Im Sommer 1944 verbringt Gesine Cresspahl ein letztes Mal den Sommer bei den Paepckes auf Fischland. Ihr Onkel Alexander muss gleich und heimlich wieder abreisen, doch ohne ihn „schienen die Ferien nicht möglich“. Hilde muss alles übernehmen und die Ferien wie immer organisieren, schickt die Kinder Blaubeeren suchen und Unkraut jäten oder Briefe an den Vater schreiben. Sie rettet die Ferien, denn es „erwies sich, daß Ferien zu erfinden waren, hatte man sie einmal von Alexander gelernt“.

© Hanne Einloft-AchenbachBurkhard-Seitz-Weg 13, Ahrenshoop, Vorbild für das Haus auf Fischland der Paepckes

So war es für die kindliche Gesine. Die erwachsene weiß inzwischen, dass auch auf dem Fischland keine Idylle herrschte, sondern „auf der anderen Seite des Saaler Boddens“ das Konzentrationslager Barth lag, eine Außenstelle von Ravensbrück, wo männliche und weibliche Häftlinge Zwangsarbeit für die Heinkel-Flugzeugwerke leisten mussten. Sie weiß von der Liste verstorbener Häftlinge des tschechischen Arztes Dr. Stejskal, die 292 Menschen auflistet, die in Barth begraben liegen, wo sie auch mit der Tante in den Ferien war.

Nicht nur bezügliches ihres Ferienortes hat sich ihr Deutungshorizont geändert, weil sie der Erinnerung ihr aktuelles Wissen hinzufügt, auch dem Onkel gegenüber, der hat in der Sowjetunion für die Organisation Todt gearbeitet und „Zivilpersonen zur Arbeit … einweisen müssen, die die S.S. ihm aus der sowjetischen Bevölkerung zuführte“. Gesine erinnert sich an ein Spiel mit der Grenze zwischen Mecklenburg und Pommern, aber inzwischen weiß sie: „Es war nicht so“ oder zumindest war es auch noch anderes.

 

„Justiz in Mecklenburg währen des Nazikrieges“ (2. April 1968)
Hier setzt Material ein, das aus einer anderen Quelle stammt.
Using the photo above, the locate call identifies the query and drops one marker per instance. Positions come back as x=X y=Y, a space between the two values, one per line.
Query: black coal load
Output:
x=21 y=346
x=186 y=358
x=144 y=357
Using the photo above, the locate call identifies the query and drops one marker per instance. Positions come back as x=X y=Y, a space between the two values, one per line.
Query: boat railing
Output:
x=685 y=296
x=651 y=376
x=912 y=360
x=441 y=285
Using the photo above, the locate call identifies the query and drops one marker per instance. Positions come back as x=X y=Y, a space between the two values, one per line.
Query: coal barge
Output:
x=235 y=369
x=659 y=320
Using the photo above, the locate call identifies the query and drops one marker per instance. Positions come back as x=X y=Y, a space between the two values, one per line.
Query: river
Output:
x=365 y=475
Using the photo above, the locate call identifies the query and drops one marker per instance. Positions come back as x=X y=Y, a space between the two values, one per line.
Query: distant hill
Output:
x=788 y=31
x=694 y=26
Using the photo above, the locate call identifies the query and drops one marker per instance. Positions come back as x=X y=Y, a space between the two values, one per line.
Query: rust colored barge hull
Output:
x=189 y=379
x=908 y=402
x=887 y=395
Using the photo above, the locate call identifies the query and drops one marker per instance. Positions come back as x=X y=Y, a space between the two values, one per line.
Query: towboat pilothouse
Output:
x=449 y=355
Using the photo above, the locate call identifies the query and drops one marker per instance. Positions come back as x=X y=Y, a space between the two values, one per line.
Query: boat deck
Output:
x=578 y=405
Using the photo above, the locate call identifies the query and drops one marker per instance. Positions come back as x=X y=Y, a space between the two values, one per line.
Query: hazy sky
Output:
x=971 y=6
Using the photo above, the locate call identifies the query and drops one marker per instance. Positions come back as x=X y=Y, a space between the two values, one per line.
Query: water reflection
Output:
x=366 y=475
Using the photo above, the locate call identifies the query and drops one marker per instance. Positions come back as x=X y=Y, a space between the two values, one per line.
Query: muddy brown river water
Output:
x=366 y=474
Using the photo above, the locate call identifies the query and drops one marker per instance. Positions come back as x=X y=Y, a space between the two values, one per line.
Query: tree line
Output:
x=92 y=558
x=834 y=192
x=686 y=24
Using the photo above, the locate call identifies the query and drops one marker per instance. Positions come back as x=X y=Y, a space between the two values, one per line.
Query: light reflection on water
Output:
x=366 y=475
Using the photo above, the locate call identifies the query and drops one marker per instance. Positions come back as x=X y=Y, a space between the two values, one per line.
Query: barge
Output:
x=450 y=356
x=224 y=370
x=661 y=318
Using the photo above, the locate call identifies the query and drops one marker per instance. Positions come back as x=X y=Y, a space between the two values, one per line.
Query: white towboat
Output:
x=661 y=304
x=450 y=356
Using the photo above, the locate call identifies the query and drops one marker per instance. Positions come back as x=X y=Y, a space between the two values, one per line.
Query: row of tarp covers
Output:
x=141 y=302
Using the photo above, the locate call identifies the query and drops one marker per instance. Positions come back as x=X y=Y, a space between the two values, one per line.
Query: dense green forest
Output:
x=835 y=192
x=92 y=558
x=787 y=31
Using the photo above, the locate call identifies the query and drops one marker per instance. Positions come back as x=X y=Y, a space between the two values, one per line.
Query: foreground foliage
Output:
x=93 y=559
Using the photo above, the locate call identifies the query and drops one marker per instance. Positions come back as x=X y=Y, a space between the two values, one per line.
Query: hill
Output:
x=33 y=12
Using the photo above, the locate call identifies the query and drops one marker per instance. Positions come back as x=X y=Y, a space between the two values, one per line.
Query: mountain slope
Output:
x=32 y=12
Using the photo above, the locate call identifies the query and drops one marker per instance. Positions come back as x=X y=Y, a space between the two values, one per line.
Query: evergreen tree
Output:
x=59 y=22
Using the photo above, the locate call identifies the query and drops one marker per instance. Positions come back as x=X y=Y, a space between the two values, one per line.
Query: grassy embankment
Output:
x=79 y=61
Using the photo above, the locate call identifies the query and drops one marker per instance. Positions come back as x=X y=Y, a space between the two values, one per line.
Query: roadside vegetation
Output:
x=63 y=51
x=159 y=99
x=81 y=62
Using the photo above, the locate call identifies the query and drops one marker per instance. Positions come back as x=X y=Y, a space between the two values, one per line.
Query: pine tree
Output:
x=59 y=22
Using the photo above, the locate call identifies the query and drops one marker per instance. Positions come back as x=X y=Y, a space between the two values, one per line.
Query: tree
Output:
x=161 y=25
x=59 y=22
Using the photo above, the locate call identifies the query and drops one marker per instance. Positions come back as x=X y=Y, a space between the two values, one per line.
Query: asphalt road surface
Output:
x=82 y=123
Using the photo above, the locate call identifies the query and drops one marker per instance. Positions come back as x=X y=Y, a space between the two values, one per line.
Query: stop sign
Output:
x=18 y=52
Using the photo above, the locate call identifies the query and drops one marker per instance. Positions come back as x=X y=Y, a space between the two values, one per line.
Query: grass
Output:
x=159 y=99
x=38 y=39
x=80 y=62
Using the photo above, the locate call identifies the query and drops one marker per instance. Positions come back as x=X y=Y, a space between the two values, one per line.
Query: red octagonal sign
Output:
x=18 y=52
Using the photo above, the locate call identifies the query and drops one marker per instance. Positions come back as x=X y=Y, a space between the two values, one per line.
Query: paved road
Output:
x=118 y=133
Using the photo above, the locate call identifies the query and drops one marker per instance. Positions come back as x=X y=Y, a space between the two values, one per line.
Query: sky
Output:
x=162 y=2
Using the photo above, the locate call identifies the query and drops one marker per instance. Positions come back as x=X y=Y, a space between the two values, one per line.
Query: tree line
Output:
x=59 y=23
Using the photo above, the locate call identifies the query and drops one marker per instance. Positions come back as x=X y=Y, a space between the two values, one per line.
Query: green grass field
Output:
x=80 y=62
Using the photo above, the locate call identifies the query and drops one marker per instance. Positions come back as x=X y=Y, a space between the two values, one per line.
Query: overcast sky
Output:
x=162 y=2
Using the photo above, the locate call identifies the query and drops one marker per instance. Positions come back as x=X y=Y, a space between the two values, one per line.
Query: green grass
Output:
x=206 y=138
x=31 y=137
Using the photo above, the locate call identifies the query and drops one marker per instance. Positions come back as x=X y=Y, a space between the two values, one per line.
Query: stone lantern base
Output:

Der 2. April 1968 sticht heraus aus den anderen Jahrestagen im Leben Gesine Cresspahls. Unter der Überschrift „Justiz in Mecklenburg während des Nazikrieges“ listet Johnson an diesem Tag Kurzbiographien von fünf Frauen und 32 Männern auf, die zum Teil namenlos bleiben. Als Quelle für diese Biographien dient ihm der Band „Der antifaschistische Widerstand unter Führung der KPD in Mecklenburg“, 1970 in Schwerin und 1985 auch bei Dietz in Berlin erschienen. Holger Helbig, Leiter der Johnson-Forschungsstelle und des Johnson-Archivs in Rostock, hat in einem Aufsatz in der Zeitschrift Text + Kritik schon vor einigen Jahren zum Thema gemacht, wie bei Johnson das angeordnete Material einen „poetischen Wert über die konkrete Bedeutung der einzelnen Textstelle hinaus“ gewinnt. Johnson benutzt für die Verarbeitung historischer Quellen seine eigene Sprache, so der Inhaber der Johnson-Professur, er ist so stets anwesend und eignet sich das historische Material nicht nur durch seine Sprache an, sondern auch durch Auswahl und Perspektive.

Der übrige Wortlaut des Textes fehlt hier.